Es gibt auch Licht am Ende des Tunnels. Im Kreise Hamburg sind jetzt verschiedene Urteile in den letzten Monaten gefällt worden, wo trotz Streit zwischen den Parteien das Wechselmodell durchgesetzt wurde. Es gibt also schon einige Väter, die sich der Sache annehmen. Man kommt heut zu Tage in Verfahren, wo der Richter beim ersten Termin die Akte nicht gelesen hat. (Zurufe) Wir dürfen aber die Richter nicht beschimpfen, wir müssen sie provozieren. Wir müssen sie auch nicht belehren. Wir müssen glaubwürdiger sein, als die Gegenseite. Der § 175 BGB ist vor - was weiß ich - 25 Jahren abgeschaffen worden. Vorher war Homosexualität strafbar, jetzt ist sie es nicht mehr. Ich glaube, das war richtig. Einigen geht es dadurch deutlich besser und letztendlich geht es uns allen dadurch besser. Die Todesstrafe ist abgeschafft worden. In den Ländern, in denen die Todesstrafe abgeschafft wurde, passieren weniger Verbrechen. In Lichtenstein haben die Frauen 1984 das Wahlrecht bekommen. - In unserem Land sind unverheiratete ausgegrenzte Elternteile immer noch ohne Wahlrecht! Da kommt man sich vor, wie in einem sadistisch geführten Kindergarten. Wir müssen stark bleiben für unsere Kinder. Wir dürfen uns nicht schaden. Wir müssen uns beschützen. Denn nur, wenn wir für uns sorgen, können wir auch für unsere Kinder sorgen, auch wenn wir sie nicht sehen. Die Kinder wissen, dass wir da sind, und sie müssen es wissen. Deshalb mache weiter und wenn du es alleine nicht schaffst, dann laß dich tragen. Wir müssen uns mal fragen, warum das denn in Deutschland so praktiziert wird. Warum werden die Leute in Deutschland vom Staat durch die Gesetzgebung davon abgehalten, Kinder zu kriegen? Damit es immer weniger Deutsche gibt? Vielleicht hat es damit was zu tun, dass andere Leute uns damit schwach halten. Ich weiss es nicht. Das ist vielleicht eine etwas paranoide These. Wo sollen denn unsere Fußballspieler in den nächsten 20 Jahren herkommen, wenn nicht aus den gesund aufwachsenden Kindern?

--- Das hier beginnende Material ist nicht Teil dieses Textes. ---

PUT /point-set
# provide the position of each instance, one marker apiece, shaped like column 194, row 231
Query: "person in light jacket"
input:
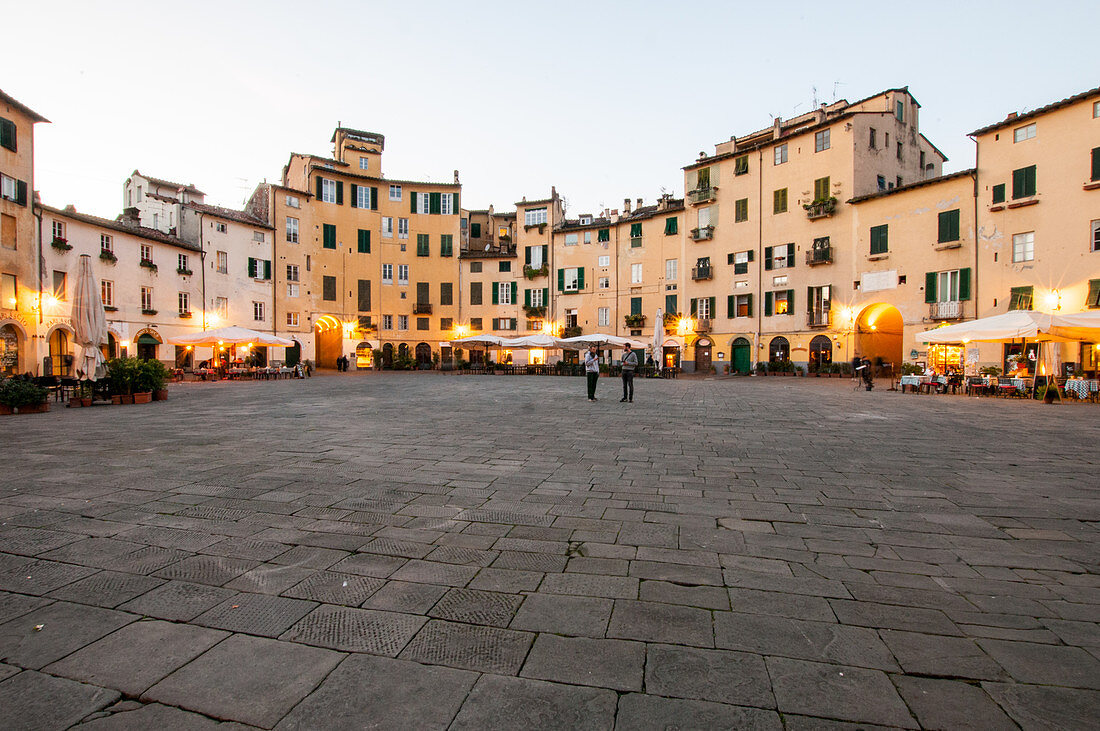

Ich glaube, dass da, wenn man mal die Repräsentanten dieser Republik befragt, dass dann die Hälfte dieser Leute betroffen sind. Sie geben es aber nicht zu. Wir müssen uns outen. Es ist peinlich, aber wir müssen zugeben, dass wir leiden, dass unsere Kinder leiden und das wir den Staat um Hilfe anflehen müssen.
Jeder Schwerverbrecher darf seine Kinder öfter sehen - wenn er verheiratet ist - als ein unverheirateter Nobelpreisträger. Unsere Kinder dürfen nicht dafür bestraft werden, dass die Eltern sich nicht das Ja-Wort gegeben haben.
Der Begriff "Vater und Mutter" ist aus der amerikanischen Gesetzgebung seit 15 rausgeschrieben. Der gehört auch bei uns raus aus dem Gesetz. Es gibt nur Eltern. Und zwar gleichberechtigte.Ich glaube, der Wurm liegt in den Vorurteilen der Rechtspraxis. Wir müssen auch den Mut haben, die Gesetze zu ändern, wenn sie uns schaden.